2-11-2006 Ricordando Per capire la tragicità
degli eventi dei primi giorni di novembre del 1966 in Comelico,
bisogna ricordare che agli inizi di settembre dell'anno prima
vi era stata una disastrosa alluvione che aveva distrutto 26
case, rese pericolanti 19, lasciato senza tetto 256 persone,
con 7 segherie, 2 occhialerie e altre attività artigianali
seriamente danneggiate. San Pietro di Cadore aveva cambiato fisionomia:
strade, acquedotti, fognature asportati.Sulla devastazione dell'anno
prima iniziò a scendere lo scroscio ininterrotto d'acqua
dal cielo e nella popolazione dei paesi di fondovalle la paura,
ancora a fior di pelle, riesplose angosciante. Il fiume Piave
si ingrossava a vista d'occhio ed il rimbombo si diffondeva per
tutta la valle. I torrenti che scendono dai pendii a nord ed
a sud trasportavano quantità d'acqua mai vista. La settimana
prima una nevicata di venti centimetri era scesa fino a quota
1500 metri e con il rialzo della temperatura ed il diluvio continuo
la massa d'acqua proveniente dalle montagne non riusciva a defluire.
Tranciati i cavi della corrente elettrica, i paesi erano nel
buio pesto. La mobilitazione volontaria degli uomini in tutte
le borgate tentava in qualche modo di opporre resistenza alla
potenza distruttrice dell'acqua, ma erano tentativi vani.La val
Visdende, dove solo alcuni mesi prima era stata inaugurata per
la festa della Montagna una comoda strada, era isolata, perché
la forza del Cordevole aveva distrutto molti tratti della strada
stessa, sconvolgendo totalmente la zona al punto di confluenza
con il Piave, dove c'erano una segheria ed una locanda. Era franata
anche la strada che sale a Costalta , in località Molini,
ed il paese stava vivendo l'incubo di una frana di grandi proporzioni,
che facesse scivolare a valle una parte dell'abitato. Molti smottamenti
di terra e lo sgorgare di ruscelli dal terreno facevano temere
il peggio.Alcune case della frazione più alta del comune
di San Pietro vennero evacuate e rese inagibili. La grande paura
attanagliava gli abitanti di Presenaio, Mare, Campolongo, Santo
Stefano, quelli con le abitazioni a ridosso del grande fiume.

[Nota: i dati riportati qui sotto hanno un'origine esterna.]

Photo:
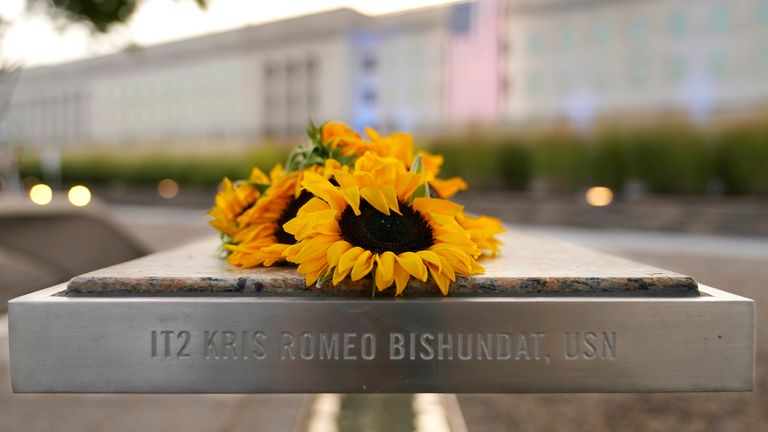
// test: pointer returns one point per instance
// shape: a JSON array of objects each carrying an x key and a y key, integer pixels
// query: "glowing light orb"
[
  {"x": 167, "y": 188},
  {"x": 79, "y": 196},
  {"x": 599, "y": 196}
]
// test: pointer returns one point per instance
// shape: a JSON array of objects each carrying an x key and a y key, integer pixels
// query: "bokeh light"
[
  {"x": 599, "y": 196},
  {"x": 79, "y": 196},
  {"x": 41, "y": 194},
  {"x": 167, "y": 188}
]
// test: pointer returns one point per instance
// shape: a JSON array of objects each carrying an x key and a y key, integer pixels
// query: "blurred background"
[{"x": 638, "y": 127}]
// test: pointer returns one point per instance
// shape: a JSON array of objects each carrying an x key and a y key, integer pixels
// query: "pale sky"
[{"x": 35, "y": 40}]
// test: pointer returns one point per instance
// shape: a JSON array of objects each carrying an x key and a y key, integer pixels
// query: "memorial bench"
[{"x": 545, "y": 317}]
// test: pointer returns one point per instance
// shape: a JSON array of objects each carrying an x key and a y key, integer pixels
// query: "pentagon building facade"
[{"x": 490, "y": 61}]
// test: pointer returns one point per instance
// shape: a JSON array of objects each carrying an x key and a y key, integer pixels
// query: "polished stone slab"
[{"x": 528, "y": 265}]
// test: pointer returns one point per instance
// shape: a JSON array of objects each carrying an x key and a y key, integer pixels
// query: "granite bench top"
[{"x": 527, "y": 266}]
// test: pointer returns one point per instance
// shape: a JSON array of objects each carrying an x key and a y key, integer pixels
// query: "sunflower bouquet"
[{"x": 346, "y": 206}]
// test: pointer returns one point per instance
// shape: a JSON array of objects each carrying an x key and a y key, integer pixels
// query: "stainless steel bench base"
[{"x": 304, "y": 345}]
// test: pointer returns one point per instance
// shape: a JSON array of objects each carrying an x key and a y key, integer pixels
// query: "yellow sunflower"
[
  {"x": 262, "y": 240},
  {"x": 367, "y": 222},
  {"x": 483, "y": 230},
  {"x": 398, "y": 145},
  {"x": 233, "y": 199}
]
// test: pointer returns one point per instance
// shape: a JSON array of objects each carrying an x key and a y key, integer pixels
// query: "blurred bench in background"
[{"x": 45, "y": 245}]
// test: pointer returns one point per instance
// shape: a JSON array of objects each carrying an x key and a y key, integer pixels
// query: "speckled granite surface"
[{"x": 527, "y": 266}]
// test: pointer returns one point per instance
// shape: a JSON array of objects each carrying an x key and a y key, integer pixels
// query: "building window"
[
  {"x": 566, "y": 38},
  {"x": 369, "y": 63},
  {"x": 718, "y": 64},
  {"x": 601, "y": 34},
  {"x": 763, "y": 60},
  {"x": 535, "y": 43},
  {"x": 311, "y": 66},
  {"x": 678, "y": 68},
  {"x": 369, "y": 97},
  {"x": 678, "y": 24},
  {"x": 638, "y": 29},
  {"x": 721, "y": 18},
  {"x": 534, "y": 83}
]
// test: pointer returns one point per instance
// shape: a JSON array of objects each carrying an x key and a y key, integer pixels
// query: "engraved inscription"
[
  {"x": 467, "y": 346},
  {"x": 590, "y": 345},
  {"x": 254, "y": 345},
  {"x": 170, "y": 344},
  {"x": 234, "y": 345},
  {"x": 327, "y": 346}
]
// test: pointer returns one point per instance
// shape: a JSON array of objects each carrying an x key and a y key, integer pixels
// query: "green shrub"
[
  {"x": 563, "y": 161},
  {"x": 742, "y": 161},
  {"x": 675, "y": 161}
]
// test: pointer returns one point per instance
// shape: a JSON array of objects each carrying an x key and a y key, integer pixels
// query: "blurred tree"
[{"x": 100, "y": 14}]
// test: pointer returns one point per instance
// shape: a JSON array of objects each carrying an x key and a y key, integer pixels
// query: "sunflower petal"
[
  {"x": 348, "y": 259},
  {"x": 376, "y": 198},
  {"x": 352, "y": 196},
  {"x": 385, "y": 271},
  {"x": 363, "y": 266},
  {"x": 413, "y": 264},
  {"x": 401, "y": 278},
  {"x": 336, "y": 251}
]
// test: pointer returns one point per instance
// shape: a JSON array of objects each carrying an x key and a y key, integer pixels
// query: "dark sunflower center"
[
  {"x": 377, "y": 232},
  {"x": 289, "y": 213}
]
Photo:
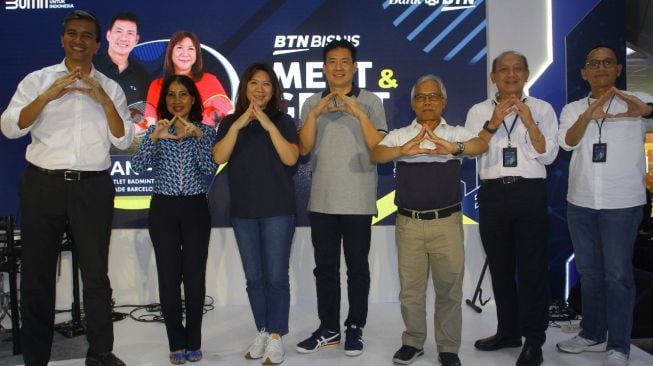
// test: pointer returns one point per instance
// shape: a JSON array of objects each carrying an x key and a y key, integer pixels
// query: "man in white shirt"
[
  {"x": 606, "y": 132},
  {"x": 521, "y": 131},
  {"x": 429, "y": 231},
  {"x": 73, "y": 114}
]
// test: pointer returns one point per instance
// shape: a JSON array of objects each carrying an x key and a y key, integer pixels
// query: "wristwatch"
[
  {"x": 461, "y": 148},
  {"x": 486, "y": 127}
]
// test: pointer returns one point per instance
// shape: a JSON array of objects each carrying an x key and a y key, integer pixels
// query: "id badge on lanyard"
[{"x": 510, "y": 152}]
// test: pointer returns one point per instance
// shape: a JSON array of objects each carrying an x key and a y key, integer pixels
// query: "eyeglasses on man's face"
[
  {"x": 431, "y": 97},
  {"x": 595, "y": 64}
]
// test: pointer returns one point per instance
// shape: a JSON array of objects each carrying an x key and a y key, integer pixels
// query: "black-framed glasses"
[
  {"x": 80, "y": 14},
  {"x": 595, "y": 64},
  {"x": 431, "y": 97}
]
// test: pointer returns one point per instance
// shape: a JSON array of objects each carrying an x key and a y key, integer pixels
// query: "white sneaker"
[
  {"x": 256, "y": 350},
  {"x": 274, "y": 352},
  {"x": 579, "y": 344},
  {"x": 615, "y": 358}
]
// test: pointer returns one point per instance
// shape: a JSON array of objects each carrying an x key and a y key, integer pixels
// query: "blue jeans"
[
  {"x": 603, "y": 241},
  {"x": 264, "y": 246}
]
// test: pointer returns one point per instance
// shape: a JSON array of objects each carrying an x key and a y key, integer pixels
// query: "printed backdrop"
[{"x": 397, "y": 42}]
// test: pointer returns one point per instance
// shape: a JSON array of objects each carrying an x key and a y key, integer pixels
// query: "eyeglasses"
[
  {"x": 595, "y": 64},
  {"x": 431, "y": 97}
]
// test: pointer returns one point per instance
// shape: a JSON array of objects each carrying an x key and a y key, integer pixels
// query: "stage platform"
[{"x": 228, "y": 331}]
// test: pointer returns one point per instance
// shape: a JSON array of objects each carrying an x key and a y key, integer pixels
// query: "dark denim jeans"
[
  {"x": 352, "y": 233},
  {"x": 603, "y": 241},
  {"x": 264, "y": 246}
]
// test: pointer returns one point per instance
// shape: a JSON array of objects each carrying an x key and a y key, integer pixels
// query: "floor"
[{"x": 228, "y": 331}]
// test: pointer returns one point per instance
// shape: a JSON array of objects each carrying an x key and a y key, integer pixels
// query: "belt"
[
  {"x": 68, "y": 174},
  {"x": 504, "y": 180},
  {"x": 429, "y": 215}
]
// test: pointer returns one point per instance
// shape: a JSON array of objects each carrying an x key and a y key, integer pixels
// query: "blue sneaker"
[
  {"x": 320, "y": 338},
  {"x": 354, "y": 340}
]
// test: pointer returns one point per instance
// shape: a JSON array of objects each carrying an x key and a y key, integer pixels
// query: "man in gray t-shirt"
[{"x": 341, "y": 126}]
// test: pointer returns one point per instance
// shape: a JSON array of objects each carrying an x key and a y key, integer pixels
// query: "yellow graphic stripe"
[
  {"x": 132, "y": 202},
  {"x": 141, "y": 202},
  {"x": 386, "y": 207}
]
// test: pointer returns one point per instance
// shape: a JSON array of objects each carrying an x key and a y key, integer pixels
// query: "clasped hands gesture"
[
  {"x": 426, "y": 142},
  {"x": 338, "y": 102},
  {"x": 184, "y": 129},
  {"x": 512, "y": 105},
  {"x": 253, "y": 112},
  {"x": 68, "y": 83},
  {"x": 635, "y": 107}
]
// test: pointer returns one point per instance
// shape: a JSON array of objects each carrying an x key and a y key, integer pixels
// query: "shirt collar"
[
  {"x": 355, "y": 91},
  {"x": 495, "y": 99}
]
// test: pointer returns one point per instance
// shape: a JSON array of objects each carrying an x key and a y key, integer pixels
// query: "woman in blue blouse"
[
  {"x": 260, "y": 143},
  {"x": 178, "y": 149}
]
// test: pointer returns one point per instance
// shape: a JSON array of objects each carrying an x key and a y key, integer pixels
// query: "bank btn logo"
[
  {"x": 37, "y": 4},
  {"x": 447, "y": 5}
]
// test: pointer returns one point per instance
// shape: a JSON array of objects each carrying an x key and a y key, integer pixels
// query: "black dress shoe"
[
  {"x": 406, "y": 355},
  {"x": 103, "y": 359},
  {"x": 530, "y": 356},
  {"x": 496, "y": 342}
]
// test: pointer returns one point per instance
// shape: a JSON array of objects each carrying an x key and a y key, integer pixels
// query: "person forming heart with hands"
[
  {"x": 178, "y": 149},
  {"x": 428, "y": 154},
  {"x": 259, "y": 142}
]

Memori della devastazione dell'anno prima quasi tutti i proprietari
di case a ridosso del Piave, avevano lasciato le abitazioni,
andandosi a rifugiare in zone più sicure.Se nel 1965 c'erano
stati solo danni materiali, nel novembre del 1966 furono quattro
i morti che accrebbero la tragedia. A Presenaio Gigetto De Zolt,
25 anni, travolto da un'ondata di acqua e fango dal versante
nord della Terza Piccola che trascinò il giovane nel Piave.
Il suo corpo non venne più ritrovato. Nella periferia
di Santo Stefano una frana minacciava l'abitazione di Maria Pontil
e del figlio Dino De Candido. Egli decise di abbandonare la casa
e si caricò sulle spalle l'anziana madre. Ma un'andata
di acqua e limo fece cadere la madre dalle spalle del figlio,
ed egli tentò invano di trattenerla, rischiando a sua
volta di essere trascinato nel Piave. Nemmeno della sfortunata
Maria Pontil fu più ritrovato il corpo. Tuttavia la solidarietà
fu grande come la sofferenza , sia nell'aiuto ai disastrati,
nell'impegno volontario a ripristinare strade e collegamenti
tra paesi, sia nella grande quantità di aiuti, vestiario
in particolare, provenienti dall'Italia e da altri paesi europei.